Let's not beat around the ideological bush here. In a debt deflation (which we're now in), cash rules. As in,  "He who has cash makes the rules." And since Timmah is running out of cash at a pretty good clip, and Grandpappy Wen is giving us the two-minute warning... ain't much going to happen without private capital. Screw private capital and it finds another home - probably off-shore, in non-dollar assets.

Union hacks don't have much in the way of assets with which they can extort, intimidate or bribe people. Sure, they have votes, and they have strikes. But they have votes in only specific geographical areas that are already DNC strongholds, which is why they're trying to ram the "card check" legislation through. In the US environment, where unions don't enjoy a whole lot of public relations upside, they can try strikes. They can try to pull out the old Woody Guthrie albumns and do the 1930's schtick again. And I'm sure they'll get very sympathetic coverage from the weasels in the media/press, who themselves are union hacks (and also being put out on the streets by being insulated from economic reality for the last 70 years).
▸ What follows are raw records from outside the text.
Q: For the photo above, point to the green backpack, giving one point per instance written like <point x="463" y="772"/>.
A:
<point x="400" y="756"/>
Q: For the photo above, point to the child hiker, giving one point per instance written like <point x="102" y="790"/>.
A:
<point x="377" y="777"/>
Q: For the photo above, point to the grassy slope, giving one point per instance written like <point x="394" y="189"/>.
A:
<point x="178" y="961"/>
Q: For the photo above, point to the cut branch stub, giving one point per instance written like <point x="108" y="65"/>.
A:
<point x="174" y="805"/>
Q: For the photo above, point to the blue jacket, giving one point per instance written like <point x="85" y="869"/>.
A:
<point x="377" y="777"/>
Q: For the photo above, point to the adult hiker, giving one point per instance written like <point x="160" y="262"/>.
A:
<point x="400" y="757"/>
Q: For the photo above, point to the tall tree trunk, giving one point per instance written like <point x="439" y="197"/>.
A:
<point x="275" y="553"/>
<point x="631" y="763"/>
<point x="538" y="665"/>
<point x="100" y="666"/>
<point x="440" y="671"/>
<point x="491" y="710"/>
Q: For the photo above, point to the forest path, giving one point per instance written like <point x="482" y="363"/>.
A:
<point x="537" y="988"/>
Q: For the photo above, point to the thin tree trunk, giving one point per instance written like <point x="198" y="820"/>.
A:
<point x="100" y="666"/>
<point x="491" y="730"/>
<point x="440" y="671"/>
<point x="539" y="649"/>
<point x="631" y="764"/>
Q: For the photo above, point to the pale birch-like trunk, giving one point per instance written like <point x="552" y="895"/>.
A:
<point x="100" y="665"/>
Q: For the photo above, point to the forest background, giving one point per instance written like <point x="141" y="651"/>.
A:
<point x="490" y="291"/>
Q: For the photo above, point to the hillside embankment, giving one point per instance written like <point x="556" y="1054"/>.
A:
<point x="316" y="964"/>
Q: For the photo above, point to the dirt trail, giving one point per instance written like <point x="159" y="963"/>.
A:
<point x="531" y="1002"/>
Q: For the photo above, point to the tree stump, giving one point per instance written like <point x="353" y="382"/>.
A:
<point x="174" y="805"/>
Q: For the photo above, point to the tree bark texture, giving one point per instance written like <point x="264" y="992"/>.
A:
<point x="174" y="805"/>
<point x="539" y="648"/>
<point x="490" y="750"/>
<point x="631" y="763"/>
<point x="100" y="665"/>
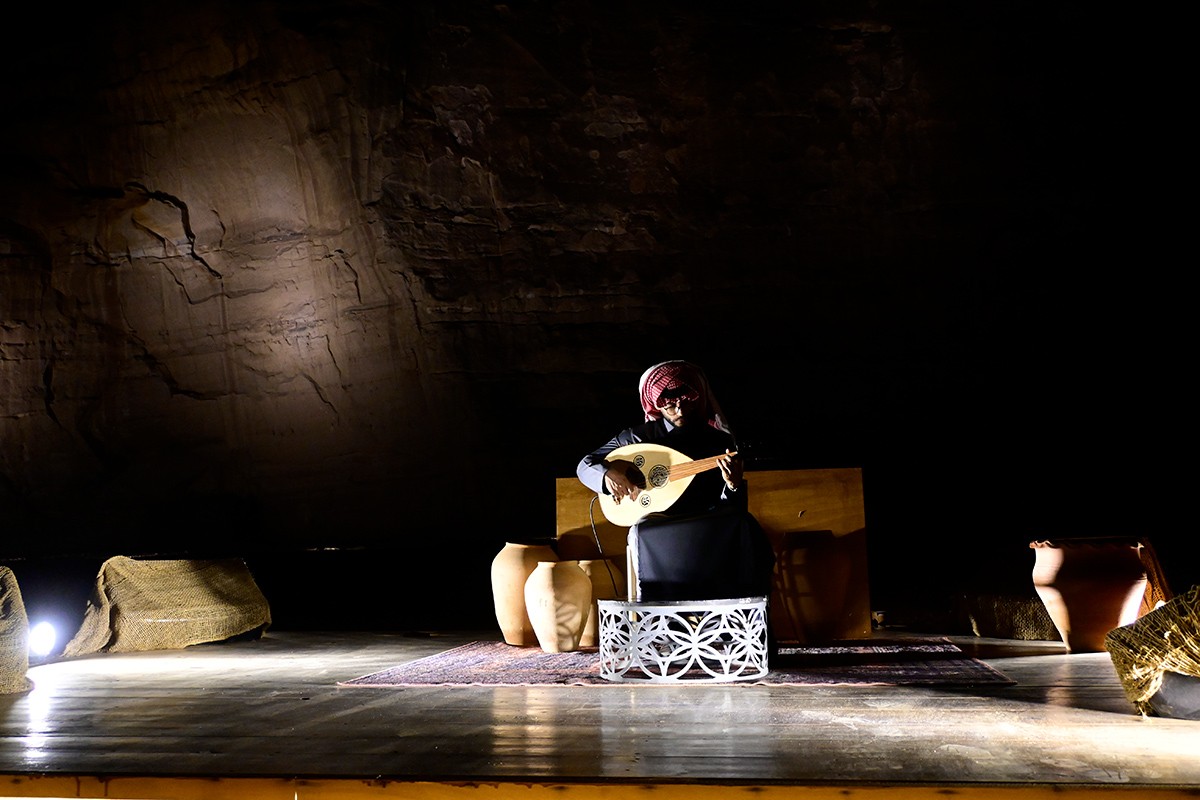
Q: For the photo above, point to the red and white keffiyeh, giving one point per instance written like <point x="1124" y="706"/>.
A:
<point x="673" y="376"/>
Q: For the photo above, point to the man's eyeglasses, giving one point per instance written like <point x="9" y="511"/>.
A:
<point x="675" y="397"/>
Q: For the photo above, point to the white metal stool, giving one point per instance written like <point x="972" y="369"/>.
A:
<point x="683" y="639"/>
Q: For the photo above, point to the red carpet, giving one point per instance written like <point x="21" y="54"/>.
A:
<point x="933" y="662"/>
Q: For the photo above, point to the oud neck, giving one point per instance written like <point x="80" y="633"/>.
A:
<point x="696" y="467"/>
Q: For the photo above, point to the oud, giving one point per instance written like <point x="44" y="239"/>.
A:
<point x="661" y="475"/>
The union can try their old tactics of intimidation, and here in the US, I would foresee a whole lot of union heads getting kicked in. Unions in Detroit have been living in a little bubble all their own for the last 30 years or so, and if they want to try the old tactics, I think they're going to find a very hostile reception.

They can try organizating once they get the 'Card Check' legislation passed, and I think then we're in for a real depression, not a mere debt deflation+"Great Recession" we're enjoying now. If the unions do pull the card check thing and start campaigns to unionize a bunch of large corporations, there will be large scale layoffs before companies get locked into large numbers of employees at elevated wages. As a result, I would fully expect there to be violence - and it will be the unions who will get the worse end of it.

So again, what are they going to do if Obama stiffs them? Vote GOP/Conservative? Yea, after a lifetime of socialist brainwashing, they're suddenly going to go all Milton Friedman on us? I dunno. Somehow, I'm just not convinced of that.